Tunisia, Feminist Paradise?  

A bit tattered, but flying proudly today.

A bit tattered, but flying proudly today.

I wouldn’t believe it if I weren’t sitting here in Tunisia’s parliament building. But I just watched the nation’s constituent assembly adopt, 116-40 with 32 abstentions, an amendment to its draft constitution requiring the government to create parity for women in all legislative assemblies in the country, national as well as local. After the vote, the assembly and audience stood up spontaneously and sang the national anthem. There wasn’t a dry eye in the house — including mine.

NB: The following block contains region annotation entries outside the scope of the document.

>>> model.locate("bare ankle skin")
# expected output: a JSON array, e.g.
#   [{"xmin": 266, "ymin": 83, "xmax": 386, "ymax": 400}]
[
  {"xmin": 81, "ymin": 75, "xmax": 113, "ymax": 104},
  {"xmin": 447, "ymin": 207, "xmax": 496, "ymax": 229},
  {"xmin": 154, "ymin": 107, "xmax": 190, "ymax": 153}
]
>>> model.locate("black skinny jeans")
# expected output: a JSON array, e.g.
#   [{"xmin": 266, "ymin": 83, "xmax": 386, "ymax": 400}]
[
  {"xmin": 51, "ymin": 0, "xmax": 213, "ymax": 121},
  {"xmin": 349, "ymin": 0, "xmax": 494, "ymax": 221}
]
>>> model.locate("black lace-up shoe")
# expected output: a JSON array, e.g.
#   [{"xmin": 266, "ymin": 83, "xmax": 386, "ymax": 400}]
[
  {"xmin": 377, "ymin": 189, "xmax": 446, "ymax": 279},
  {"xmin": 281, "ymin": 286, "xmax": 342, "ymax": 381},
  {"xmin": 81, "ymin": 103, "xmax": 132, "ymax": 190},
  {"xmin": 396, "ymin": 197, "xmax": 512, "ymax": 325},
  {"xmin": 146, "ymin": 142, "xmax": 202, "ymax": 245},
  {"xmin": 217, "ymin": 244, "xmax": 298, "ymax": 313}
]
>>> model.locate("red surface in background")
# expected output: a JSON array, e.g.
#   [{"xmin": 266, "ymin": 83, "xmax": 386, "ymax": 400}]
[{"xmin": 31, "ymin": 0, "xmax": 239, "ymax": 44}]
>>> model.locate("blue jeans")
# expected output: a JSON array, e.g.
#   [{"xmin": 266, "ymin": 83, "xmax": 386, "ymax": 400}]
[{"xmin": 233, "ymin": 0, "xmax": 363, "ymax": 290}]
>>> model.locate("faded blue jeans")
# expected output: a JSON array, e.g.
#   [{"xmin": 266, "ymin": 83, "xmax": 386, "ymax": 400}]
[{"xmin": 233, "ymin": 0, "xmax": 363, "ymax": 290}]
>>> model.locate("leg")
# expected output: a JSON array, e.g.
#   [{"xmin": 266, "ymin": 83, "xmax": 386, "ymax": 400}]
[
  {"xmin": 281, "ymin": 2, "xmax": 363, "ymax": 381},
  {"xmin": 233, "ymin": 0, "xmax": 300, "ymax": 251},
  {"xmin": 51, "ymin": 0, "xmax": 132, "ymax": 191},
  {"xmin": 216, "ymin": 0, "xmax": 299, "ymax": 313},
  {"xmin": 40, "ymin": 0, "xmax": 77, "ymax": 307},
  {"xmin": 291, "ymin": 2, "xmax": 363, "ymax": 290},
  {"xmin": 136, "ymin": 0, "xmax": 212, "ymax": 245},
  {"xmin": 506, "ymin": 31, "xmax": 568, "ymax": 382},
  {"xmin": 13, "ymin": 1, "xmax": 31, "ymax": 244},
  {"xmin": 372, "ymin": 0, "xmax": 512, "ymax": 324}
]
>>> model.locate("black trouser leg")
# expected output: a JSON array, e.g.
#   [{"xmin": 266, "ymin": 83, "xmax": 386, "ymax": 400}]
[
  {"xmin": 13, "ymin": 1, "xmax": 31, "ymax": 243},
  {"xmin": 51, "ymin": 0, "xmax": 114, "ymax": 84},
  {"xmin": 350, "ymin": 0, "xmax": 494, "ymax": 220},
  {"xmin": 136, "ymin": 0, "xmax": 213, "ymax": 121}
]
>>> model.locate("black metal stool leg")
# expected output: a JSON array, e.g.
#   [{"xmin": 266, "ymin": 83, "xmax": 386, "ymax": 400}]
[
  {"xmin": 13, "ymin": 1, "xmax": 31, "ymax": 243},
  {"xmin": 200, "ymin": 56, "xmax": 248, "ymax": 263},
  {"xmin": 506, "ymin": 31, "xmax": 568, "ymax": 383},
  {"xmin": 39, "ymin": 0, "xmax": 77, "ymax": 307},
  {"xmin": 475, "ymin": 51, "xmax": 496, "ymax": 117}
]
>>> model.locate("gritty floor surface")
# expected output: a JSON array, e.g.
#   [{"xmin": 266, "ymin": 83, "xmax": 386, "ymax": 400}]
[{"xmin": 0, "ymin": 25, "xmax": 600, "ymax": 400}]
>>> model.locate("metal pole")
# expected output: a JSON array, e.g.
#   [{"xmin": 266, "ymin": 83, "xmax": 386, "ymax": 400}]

This historic moment is embedded in another historic moment of still greater scope. For the first time in the history of an Arabic-speaking country, a freely elected assembly is publicly debating and finalizing a constitution without an occupying army, a king or a dictator anywhere. The Arab Spring has either struggled or failed everywhere else, but in Tunisia, a democratic constitutional victory is in view.

The process has been slow and not always steady. A draft text was painstakingly worked out in six committees, then released for comment in June 2013. Then there was a break for political crisis after the assassination of secularist assembly member Muhammad Brahmi. Gradually, politics returned, and a consensus committee — which never stopped meeting through the crisis — has been editing and proposing changes. The provision for gender parity came out of the consensus committee.